The unions who have protested the TSA, including the R.I. Carpenters Union Local 330, have said they don’t want to give tax breaks to developers unless there are greater required protections and wages for workers. That includes the workers who construct the hotel, and the ones who will be employed there once it’s built.
“I think a good start would be the minimum wage plus four dollars an hour,” Iadeluca said. “I don’t think the city needs any more $11.50 an hour jobs.”
The carpenters’ union opposition represented a split from the Rhode Island Building Trades Council, which has 16 union members including Local 330, which was protesting against the hotel. The council has previously rallied in support of development projects, including the Fane Tower, but took a backseat on the hotel.
“The building trades council has not and will not oppose this project,” said Mike Sabitoni, the president of the council. “Whether it is this or any other project, changing the rules mid-stream is not only unfair, but creates an unstable atmosphere that undermines all of the existing positive economic development policies created by the state and the city.”
But Sabitoni said the unions support ordinances that would strengthen the requirements for the tax treaties in the future.
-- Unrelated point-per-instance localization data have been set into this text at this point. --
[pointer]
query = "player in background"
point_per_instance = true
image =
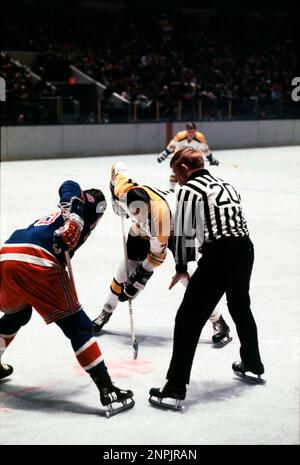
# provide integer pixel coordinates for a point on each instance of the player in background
(34, 274)
(190, 137)
(152, 232)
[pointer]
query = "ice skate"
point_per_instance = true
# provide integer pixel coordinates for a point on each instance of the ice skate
(100, 321)
(250, 375)
(116, 400)
(169, 397)
(221, 333)
(5, 370)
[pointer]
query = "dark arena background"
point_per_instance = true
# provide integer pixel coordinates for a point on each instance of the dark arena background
(87, 83)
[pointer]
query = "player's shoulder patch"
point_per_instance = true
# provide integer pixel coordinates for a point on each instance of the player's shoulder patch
(181, 135)
(200, 137)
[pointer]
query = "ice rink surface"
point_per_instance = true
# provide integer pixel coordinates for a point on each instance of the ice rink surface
(50, 400)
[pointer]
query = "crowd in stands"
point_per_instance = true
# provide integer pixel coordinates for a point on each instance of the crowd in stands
(166, 58)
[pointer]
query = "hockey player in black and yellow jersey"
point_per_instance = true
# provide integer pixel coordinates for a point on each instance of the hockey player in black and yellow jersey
(151, 234)
(190, 137)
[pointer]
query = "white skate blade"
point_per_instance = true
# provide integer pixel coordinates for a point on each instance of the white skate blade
(254, 379)
(113, 409)
(174, 404)
(223, 342)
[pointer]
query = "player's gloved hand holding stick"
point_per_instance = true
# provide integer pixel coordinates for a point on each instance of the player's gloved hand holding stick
(163, 155)
(135, 283)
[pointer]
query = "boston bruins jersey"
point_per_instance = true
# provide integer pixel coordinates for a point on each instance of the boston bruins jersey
(158, 227)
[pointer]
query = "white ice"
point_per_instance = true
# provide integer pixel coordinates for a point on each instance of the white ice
(49, 400)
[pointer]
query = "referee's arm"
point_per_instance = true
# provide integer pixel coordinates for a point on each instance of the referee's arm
(184, 227)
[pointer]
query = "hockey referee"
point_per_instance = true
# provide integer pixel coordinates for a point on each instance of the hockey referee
(210, 209)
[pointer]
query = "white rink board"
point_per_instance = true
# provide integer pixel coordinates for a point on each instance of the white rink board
(48, 400)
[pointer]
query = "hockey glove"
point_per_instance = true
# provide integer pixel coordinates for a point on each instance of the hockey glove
(136, 282)
(67, 236)
(212, 160)
(163, 155)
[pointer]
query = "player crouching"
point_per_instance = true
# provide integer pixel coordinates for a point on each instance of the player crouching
(34, 274)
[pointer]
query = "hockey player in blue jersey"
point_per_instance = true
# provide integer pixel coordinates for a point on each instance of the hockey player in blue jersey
(34, 274)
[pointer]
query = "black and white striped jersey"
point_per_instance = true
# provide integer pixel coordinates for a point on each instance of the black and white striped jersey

Councilwoman Mary Kay Harris, who was once the pivotal swing vote in a veto override for another development — the Fane Tower — said she was voting in favor of the TSA because of a requirement that 10% of the hotel’s property taxes be deposited into the city’s Affordable Housing Trust Fund.
“I came in here absolutely against TSAs,” Harris said. “Absolutely against them.” But, she said, “By adding this funding source for affordable housing, it begins to chip away at the hard work that we must accomplish to make equity a reality.”
Protesters in the gallery shouted “flip flop” as she explained her vote.
The vote represented a split among council leadership. Voting in favor were Council President Sabina Matos and Councilors Helen Anthony, Michael Correia, Mary Kay Harris, John Igliozzi, Nirva LaFortune, Nicholas Narducci and Seth Yurdin.
In opposition were Majority Leader Jo-Ann Ryan and Councilors Carmen Castillo, Pedro Espinal, Kat Kerwin, Rachel Miller and James Taylor.